My znow przeziebieni , podaje Zosce wit C ... moze na katarze sie skoczy , to juz nasz 3 katar.
Tesciowa mnie do szalu doprowadzi , pojechalismy do niej na obiad a znow ze czemu dziecku rosolu nie dam , co to za szkola - dzieci wszystkie jadly i zdrowe a ja zdziwiam. Mowie jej juz krotko " bo nie" , szkoda mi czasu sie poraz kolejny rozwodzic i tlumaczyc babie .
Moja matka ta samo , u nas w rodzinie urodzil sie chlopczyk we Wrzesniu , ma obecie 5 miesiecy i moja matka do mnie dzwoni ze Jasiu juz probuje szarlotke , monte , wcina jajko a ja nic nie daje dziecku.. Co mnie obchodzi co inne dziecko je? .
Po takim telefonie mam juz ochote pierdolnac sluchawka .
Maz rozpoczal dzis dodatkowa fuche , bedzie wracal poznym wieczorem i mam pietra jak to bedzie .
Po huj za przeproszeniem 5 miesiecznemu dziecku dawac szarlotke i monte :o !

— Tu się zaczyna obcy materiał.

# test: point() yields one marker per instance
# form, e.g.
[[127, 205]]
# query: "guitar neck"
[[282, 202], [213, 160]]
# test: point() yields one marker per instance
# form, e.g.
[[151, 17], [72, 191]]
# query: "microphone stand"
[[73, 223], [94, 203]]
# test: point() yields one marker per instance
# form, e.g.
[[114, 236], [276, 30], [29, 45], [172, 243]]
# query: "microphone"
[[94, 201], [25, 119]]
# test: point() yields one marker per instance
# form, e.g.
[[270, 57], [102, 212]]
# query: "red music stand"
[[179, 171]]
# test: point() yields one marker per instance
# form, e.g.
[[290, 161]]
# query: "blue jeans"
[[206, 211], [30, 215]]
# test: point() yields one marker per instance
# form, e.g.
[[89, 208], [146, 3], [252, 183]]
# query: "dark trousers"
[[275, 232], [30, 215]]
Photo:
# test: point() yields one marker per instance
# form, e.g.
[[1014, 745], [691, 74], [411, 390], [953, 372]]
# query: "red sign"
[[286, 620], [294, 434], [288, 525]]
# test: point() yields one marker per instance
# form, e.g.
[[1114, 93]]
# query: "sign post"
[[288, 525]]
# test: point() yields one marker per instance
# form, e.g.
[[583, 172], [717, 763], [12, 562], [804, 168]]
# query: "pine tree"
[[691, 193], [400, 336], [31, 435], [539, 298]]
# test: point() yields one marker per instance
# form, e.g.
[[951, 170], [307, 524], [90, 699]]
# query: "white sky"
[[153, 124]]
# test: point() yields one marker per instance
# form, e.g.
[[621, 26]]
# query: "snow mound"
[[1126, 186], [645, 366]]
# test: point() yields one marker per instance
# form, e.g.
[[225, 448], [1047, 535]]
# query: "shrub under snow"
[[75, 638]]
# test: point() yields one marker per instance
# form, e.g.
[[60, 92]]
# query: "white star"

Ja dla Poli przez dłuzszy czas nie bede dawac słodyczy, tylko wlasnie chrupki kukurydziane, suszone banany (to tez jednak jest slodkie), a jakies baroniki,czekoladki bede odwlekac troche. Mojego brata ciotecznego córeczka jest wlasnie przykładem tego jak nie robic. Zaczeli szybko jej dawac słodycze i teraz mała nie chce zadnych owocow,warzyw..ledwo zje cos normalnego i krzyczy bo chce slodycze.. -
no wlasnie ten maluch nie chce jesc zupek , wiec daja co lubi -jak dla mnie to niech go karmia czym uwazaja tylko drazni mnie to ze tesciowa czy moja matka dzwonia i ingeruja w diete mojego dziecka - ze Jasiu je juz to i to i tamto a Zosia ?
co to jakies wyscigi ?
u nas pies z dzieckiem tez zyja w zgodzie , choc zawsze patrze bo jednak ten moj pies to ma rozne odpaly . Jak mala jest na macie to ta lezy kolo niej czasem ja polize po nogach , buzi czy rece - ale najgorzej jak pies sie rozbawi i rozochoci to zaczyna ja lapa zaczepiac a jednak lape ma ciezka i nieraz ja podrapala, wiec musze ja stopowac bo znajac ja to zaczelaby z radochy po ZOsce skakac.